I’ve been living in faraway places for a decade, finding my way to Duluth this past year. Prior to these journeys I spent 16 years in Mpls. I was lucky enough to know Loren, to get to know and spend time with him in work, art, Mayday, and many other things. Loren provided the mascot for our softball team ‘the Squirrelskins’, and his house as everyone knows was filled with the curios of Borges’. I worked for Loren as his assistant for a while, watching how he could figure out ways to fix most anything. Loren and I grew up in the same county of Lac qui Parle and so knew that part of each other well.
One of the many stories I remember of times with Loren is this: in the early 90s, we were having a party out at Pete’s. I was in charge of roasting the goat, which we procured from some farm nearby. We brought the goat home, assembled a crew, and David’s flute music began slowly. We drew straws, though of course it was merely a formality: Loren drew the short straw, the straw of the man who would slit the goat’s throat in preparation for our roasting.
The flute music grew stronger, more staccato, and the goat was agitated, and Loren drew the knife across his neck. We held the goat as his blood and life drained.
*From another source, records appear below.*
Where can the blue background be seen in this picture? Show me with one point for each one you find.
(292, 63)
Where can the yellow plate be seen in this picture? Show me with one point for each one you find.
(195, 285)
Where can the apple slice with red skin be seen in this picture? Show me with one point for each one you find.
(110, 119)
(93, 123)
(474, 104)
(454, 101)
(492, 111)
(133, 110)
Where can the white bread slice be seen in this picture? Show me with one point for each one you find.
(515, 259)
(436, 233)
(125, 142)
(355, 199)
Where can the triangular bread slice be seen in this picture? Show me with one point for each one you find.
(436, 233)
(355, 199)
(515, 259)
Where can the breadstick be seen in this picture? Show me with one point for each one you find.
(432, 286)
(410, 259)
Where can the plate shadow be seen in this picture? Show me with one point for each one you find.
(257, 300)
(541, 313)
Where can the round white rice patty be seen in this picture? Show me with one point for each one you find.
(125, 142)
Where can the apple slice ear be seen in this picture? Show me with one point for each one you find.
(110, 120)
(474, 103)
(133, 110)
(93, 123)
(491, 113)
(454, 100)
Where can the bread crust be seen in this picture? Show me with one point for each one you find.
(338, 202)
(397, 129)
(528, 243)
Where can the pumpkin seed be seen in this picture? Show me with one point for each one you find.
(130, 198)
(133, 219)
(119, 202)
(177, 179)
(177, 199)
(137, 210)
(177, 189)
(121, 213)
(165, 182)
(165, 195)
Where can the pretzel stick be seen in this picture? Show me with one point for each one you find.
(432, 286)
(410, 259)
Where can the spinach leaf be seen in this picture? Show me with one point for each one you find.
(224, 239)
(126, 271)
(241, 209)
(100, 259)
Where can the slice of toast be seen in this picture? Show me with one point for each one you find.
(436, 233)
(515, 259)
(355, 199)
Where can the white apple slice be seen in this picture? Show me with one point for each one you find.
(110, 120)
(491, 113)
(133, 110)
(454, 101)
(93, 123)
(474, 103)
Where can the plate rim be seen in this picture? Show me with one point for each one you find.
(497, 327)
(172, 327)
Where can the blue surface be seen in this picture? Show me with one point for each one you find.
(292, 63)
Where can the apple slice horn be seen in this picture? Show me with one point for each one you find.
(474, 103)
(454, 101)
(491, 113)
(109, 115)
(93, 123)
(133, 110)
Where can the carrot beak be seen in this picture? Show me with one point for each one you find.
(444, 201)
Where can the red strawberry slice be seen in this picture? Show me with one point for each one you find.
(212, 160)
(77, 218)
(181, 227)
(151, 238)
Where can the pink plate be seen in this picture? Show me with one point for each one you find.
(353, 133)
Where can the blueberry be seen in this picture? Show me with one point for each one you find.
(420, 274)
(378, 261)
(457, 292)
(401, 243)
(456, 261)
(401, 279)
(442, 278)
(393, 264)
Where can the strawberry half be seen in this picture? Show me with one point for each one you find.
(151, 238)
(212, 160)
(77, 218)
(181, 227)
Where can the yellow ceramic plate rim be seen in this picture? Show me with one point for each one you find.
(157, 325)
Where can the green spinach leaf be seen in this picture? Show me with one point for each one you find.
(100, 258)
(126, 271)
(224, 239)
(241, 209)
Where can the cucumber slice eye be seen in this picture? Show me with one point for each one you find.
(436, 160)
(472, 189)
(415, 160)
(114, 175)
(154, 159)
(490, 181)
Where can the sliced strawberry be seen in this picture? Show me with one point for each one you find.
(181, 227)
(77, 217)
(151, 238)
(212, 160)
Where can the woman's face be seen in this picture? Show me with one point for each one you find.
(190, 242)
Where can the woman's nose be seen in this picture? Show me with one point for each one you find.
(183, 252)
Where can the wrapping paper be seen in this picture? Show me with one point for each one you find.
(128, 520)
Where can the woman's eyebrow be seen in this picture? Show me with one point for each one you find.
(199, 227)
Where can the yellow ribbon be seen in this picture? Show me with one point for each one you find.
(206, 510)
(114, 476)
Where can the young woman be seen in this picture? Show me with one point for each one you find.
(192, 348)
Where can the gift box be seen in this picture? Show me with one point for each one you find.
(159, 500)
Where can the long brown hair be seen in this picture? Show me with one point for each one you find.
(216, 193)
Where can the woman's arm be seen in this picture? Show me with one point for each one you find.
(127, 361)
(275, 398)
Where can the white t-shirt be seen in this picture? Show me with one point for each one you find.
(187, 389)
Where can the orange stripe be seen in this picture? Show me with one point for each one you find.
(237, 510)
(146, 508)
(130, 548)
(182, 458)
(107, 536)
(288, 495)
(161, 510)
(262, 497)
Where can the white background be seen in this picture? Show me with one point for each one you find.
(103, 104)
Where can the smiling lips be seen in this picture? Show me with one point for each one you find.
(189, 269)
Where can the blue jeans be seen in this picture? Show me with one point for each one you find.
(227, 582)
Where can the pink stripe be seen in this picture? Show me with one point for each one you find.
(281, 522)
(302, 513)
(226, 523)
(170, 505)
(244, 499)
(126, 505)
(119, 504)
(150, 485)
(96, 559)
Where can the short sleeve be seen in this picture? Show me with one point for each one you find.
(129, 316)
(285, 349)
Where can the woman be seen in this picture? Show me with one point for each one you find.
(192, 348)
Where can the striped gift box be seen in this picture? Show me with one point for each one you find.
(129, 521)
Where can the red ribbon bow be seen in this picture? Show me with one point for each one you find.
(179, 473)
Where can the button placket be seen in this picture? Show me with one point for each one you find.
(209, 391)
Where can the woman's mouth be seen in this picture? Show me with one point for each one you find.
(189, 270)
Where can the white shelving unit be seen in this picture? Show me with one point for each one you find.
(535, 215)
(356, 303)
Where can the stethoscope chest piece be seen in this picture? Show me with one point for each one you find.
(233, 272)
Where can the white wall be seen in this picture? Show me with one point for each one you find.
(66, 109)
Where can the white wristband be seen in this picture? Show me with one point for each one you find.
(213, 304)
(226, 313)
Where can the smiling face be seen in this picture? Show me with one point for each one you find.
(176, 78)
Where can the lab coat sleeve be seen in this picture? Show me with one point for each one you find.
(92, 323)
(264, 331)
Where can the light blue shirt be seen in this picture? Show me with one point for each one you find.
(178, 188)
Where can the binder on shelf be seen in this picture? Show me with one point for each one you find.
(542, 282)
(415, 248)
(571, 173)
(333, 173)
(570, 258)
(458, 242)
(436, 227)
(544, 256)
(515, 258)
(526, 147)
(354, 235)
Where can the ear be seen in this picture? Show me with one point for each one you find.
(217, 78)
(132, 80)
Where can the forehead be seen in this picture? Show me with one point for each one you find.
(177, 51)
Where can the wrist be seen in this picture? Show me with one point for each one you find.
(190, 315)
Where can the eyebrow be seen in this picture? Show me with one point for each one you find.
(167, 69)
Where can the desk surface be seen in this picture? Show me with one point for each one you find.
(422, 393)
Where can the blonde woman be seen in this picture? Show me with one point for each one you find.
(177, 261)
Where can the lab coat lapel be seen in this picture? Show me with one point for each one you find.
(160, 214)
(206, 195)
We processed the goat, and I rubbed it with olive oil, salt, pepper, garlic, oregano, mint leaves and lemon zest, storing it overnight in Pete’s ancient basement in the cabin. Loren took the lead the next day in preparing the firepit, and I stayed by the roasting goat all day.
That late afternoon, the goat was delicious and we fed scores of people. This was one of many things Loren had done for generations. Loren, I never imagined you passing, you seemed so ancient already. You are a leader, a pied piper for children and adults. You are missed, but your stories are emblazoned in us like pathways across the land. Pipe on my man.